Even though they're pretty similar, they're still different pieces of literature. The differences just lie in the details. The settings, the tone, the characters. Since "The Great Lenore" was pretty obviously based off of "The Great Gatsby", the slight differences in the novels helped me see "The Great Gatsby" in a different way.
An example of this is Lenore's staged death in "The Great Lenore". If we acknowledge that Daisy and Lenore play similar characters we can analyze the fact that Lenore stages her death to get away from her unfaithful husband, and Daisy does not. Daisy does however mention to Nick how difficult a time she is having and how she wishes she could get away. I used to think that this was because Lenore was tougher. Lenore was strong enough to run away. I don't think so anymore. I think Lenore's staged death emphasizes and mirrors Daisy's spoken desire to leave. It's just shown in larger terms in "The Great Lenore" so readers won't miss it.
In Conclusion...
I actually liked reading "The Great Lenore" more than reading "The Great Gatsby." I know this is crazy. "The Great Gatsby" is a classic. Who am I to dare say that "The Great Lenore" may have been a better book? I understand that "The Great Gatsby" was revolutionary in its time period.
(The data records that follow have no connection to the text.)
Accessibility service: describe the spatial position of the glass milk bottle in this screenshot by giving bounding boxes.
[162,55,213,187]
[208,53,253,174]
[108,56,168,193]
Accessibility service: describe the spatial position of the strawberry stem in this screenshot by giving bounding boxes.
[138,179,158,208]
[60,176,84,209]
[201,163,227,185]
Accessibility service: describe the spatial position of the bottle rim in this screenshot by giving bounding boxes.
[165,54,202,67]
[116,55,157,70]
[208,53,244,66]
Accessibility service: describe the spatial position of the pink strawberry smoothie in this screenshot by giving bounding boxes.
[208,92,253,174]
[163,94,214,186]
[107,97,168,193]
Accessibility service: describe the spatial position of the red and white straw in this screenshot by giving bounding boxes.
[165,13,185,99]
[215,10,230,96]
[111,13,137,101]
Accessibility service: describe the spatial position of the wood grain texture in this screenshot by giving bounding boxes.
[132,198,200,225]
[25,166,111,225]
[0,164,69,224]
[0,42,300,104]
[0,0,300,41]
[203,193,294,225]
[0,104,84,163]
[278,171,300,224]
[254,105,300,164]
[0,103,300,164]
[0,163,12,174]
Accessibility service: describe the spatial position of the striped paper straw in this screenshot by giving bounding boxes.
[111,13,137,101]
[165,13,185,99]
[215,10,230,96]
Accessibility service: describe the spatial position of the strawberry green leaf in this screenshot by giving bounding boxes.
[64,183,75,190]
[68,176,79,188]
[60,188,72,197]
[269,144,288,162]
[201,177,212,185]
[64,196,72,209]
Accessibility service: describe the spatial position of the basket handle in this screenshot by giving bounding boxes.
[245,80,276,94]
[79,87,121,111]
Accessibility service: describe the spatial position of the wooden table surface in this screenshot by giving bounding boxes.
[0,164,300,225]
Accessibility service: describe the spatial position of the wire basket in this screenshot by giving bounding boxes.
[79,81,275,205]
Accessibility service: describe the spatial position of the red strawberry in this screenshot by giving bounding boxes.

I also understand that the author of "The Great Lenore", J.M. Tohline cannot take full credit for his characters as they were almost all based off of characters in Fitzgerald's Gatsby. Yet of the two books, I found "The Great Lenore" much easier to connect with and much more enjoyable to read. Perhaps it's because we no longer live in the Jazz Age and a few of the references in "The Great Gatsby" eluded me. Perhaps it's because it's because Tohline's descriptions and imagery were brilliant and made me feel like I was actually living the book. More likely, it's because by the end of the book I found I hated Lenore WAY more than I hated Daisy. When you find yourself seriously angry for hours on end at a fictional character, you know you've just read a really good book. It means the author has successfully played your emotions like a puppet.